魂強者 巻き込まれた者 大根役者 ジャイアントキリング クズの中のクズ スキルホルダー 殺戮者 殲滅者 無慈悲




 うん。改めて見ると、これは酷い。

 スキル強奪は、生前に最も得意としていたものを奪う、ということを考慮しつつ、一つずつ見てみよう。



《剣術 Lv.7》《隠密術 Lv.7》《投擲術 Lv.8》《短剣術Lv.6》《飛び蹴り Lv.10》《詐術 Lv.7》《罠解除 Lv.4》《飛行 Lv.5》《罠設置 Lv.4》《噛みつき Lv.10》《跳躍 Lv.10》《回避 Lv.8》《姿勢制御 Lv.7》《糸術 Lv.6》


 この辺までは元々あったスキルだ。それぞれ少しずつレベルが上がっている。


《弓術 Lv.3》《杖術 Lv.1》《拳術 Lv.2》《棍術 Lv.1》《盾術 Lv.4》《刀術 Lv.1》《槍術 Lv.4》《射撃 Lv.1》


 おそらく兵士達から奪ったであろうスキル。さすがに盾と槍は伸びるな。


《火魔法 Lv.1》《水魔法 Lv.1》《風魔法 Lv.1》《土魔法 Lv.1》《光魔法 Lv.1》《闇魔法 Lv.1》


 騎士の中の、魔法使いから奪ったのだろうか。もう少しあがっても良いと思うが、レベルは一律で1だ。不思議なものである。


《魔力操作 Lv.1》


 魔動具にでも使えるのだろうか。


《鎧術 Lv.1》


 鎧に術があるのかははなはだ疑問だが、動きやすくなるとかそんなんだろう。きっと。


《歩法 Lv.1》


 アバウトすぎてわからん。


《暗殺術 Lv.4》《暗器術 Lv.1》


 城内に暗殺者が忍び込んでますが、大丈夫ですか?


《料理 Lv.3》《掃除 Lv.3》《洗濯 Lv.2》《運搬 Lv.2》


 この辺は使用人からのスキルかな?


《裁縫 Lv.3》《奉仕 Lv.2》《商売 Lv.3》《暗算 Lv.2》《暗記 Lv.3》《介抱 Lv.2》《策謀 Lv.2》《達筆 Lv.2》《速筆 Lv.1》


 この辺は貴族からだろうか。
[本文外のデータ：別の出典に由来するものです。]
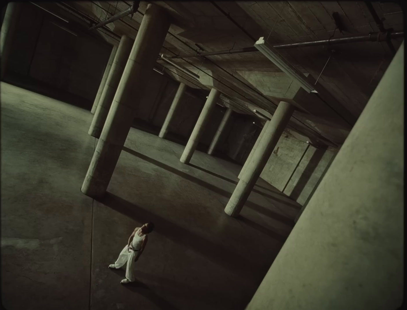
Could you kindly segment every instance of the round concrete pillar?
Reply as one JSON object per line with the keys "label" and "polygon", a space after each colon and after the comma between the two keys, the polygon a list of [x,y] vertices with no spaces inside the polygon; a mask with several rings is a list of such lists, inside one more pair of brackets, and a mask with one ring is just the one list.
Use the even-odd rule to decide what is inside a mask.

策謀してるやつ居ますけど。レベルを見ると、複数人いるようですけど。策謀が一番得意って何だよ。


《農耕 Lv.1》


 何故農民が紛れ込んでる。


《並列思考 Lv.2》《速読 Lv.1》


 突然の有用そうなスキルにビックリ。貴族からかな? ありがとうございます。


《手品 Lv.1》


 一発芸じゃねえか。


《酒乱 Lv.1》


 乱れてどうする。


《性技 Lv.1》


 娼婦でも居たんですかね? なんかこのスキル、嬉しいような要らないような……


《思考加速 Lv.2》《空間把握 Lv.1》


 またも有用なスキルだ。きっと騎士の誰かだろう。ありがとう誰か。まあ《空間把握》は《視の魔眼》があるから要らないだろうが。


《宴会芸 Lv.1》《ペン回し Lv.1》


 それが一番得意って、悲しい人生だな。


《ボードゲーム Lv.1》


 ボードゲームか、暇があったら作ってみるか。


《賭事 Lv.1》


 賭事はあまりするつもりがないが、戦闘や戦略においての賭けまで有効だったら嬉しいスキルだ。


《強運 Lv.1》


 嬉しいスキルである。レベルの上げ方が分からないが。


《凶運 Lv.1》


 超絶いらないスキルである。レベルが上がらないことを祈るばかりだ。


《女難の相 Lv.1》


 そういう主人公にだけはなりたくないです。


《絵画 Lv.1》《演奏 Lv.2》


 貴族のたしなみという奴か。比較的マシなスキルだ。


《建築 Lv.3》


 《武器錬成》と組み合わせることが出来たら、有用そうである。


《歌唱 Lv.2》《ダンス Lv.4》《宮廷儀礼 Lv.2》


 またも貴族のたしなみ。貴族になったら有用そうだが、あいにく貴族になる予定はない。


《ポーカーフェイス Lv.3》


 ありがたいスキルだ。まあアリーヤ曰わく、俺は鉄面皮らしいのだが。


《反復横飛び Lv.1》


 レピティションサイドステップ!! これが一番得意だった奴を知りたい。


《縮地 Lv.1》《早撃ち Lv.1》《二刀流 Lv.1》


 定期的にある有用スキル。きっと騎士の中に達人が居たのだろう。


《緊縛 Lv.1》


 俺にそんな趣味はねぇ! しかし《糸術》と組み合わせれば有用そうなのがムカつくな。


《ナンパ Lv.1》《ウィンク Lv.1》


 貴族の中にチャラ男がいます。気をつけてください。


《作り笑い Lv.1》


 それが一番得意って……なんか悲しい人生だなぁ。


《我慢 Lv.1》


 この人には何があったんだろう……。なんだかんだ言って有用そうではある。


《恐怖耐性 Lv.1》《痛覚遮断 Lv.1》《毒耐性 Lv.2》《魅了耐性 Lv.1》《熱耐性 Lv.1》《物理耐性 Lv.1》《寒耐性 Lv.1》


 耐性系スキルは素直にうれしいな。しかしこの吸血鬼の体に、毒などが効くかは不明である。検証したくないが、後々するべきだろう。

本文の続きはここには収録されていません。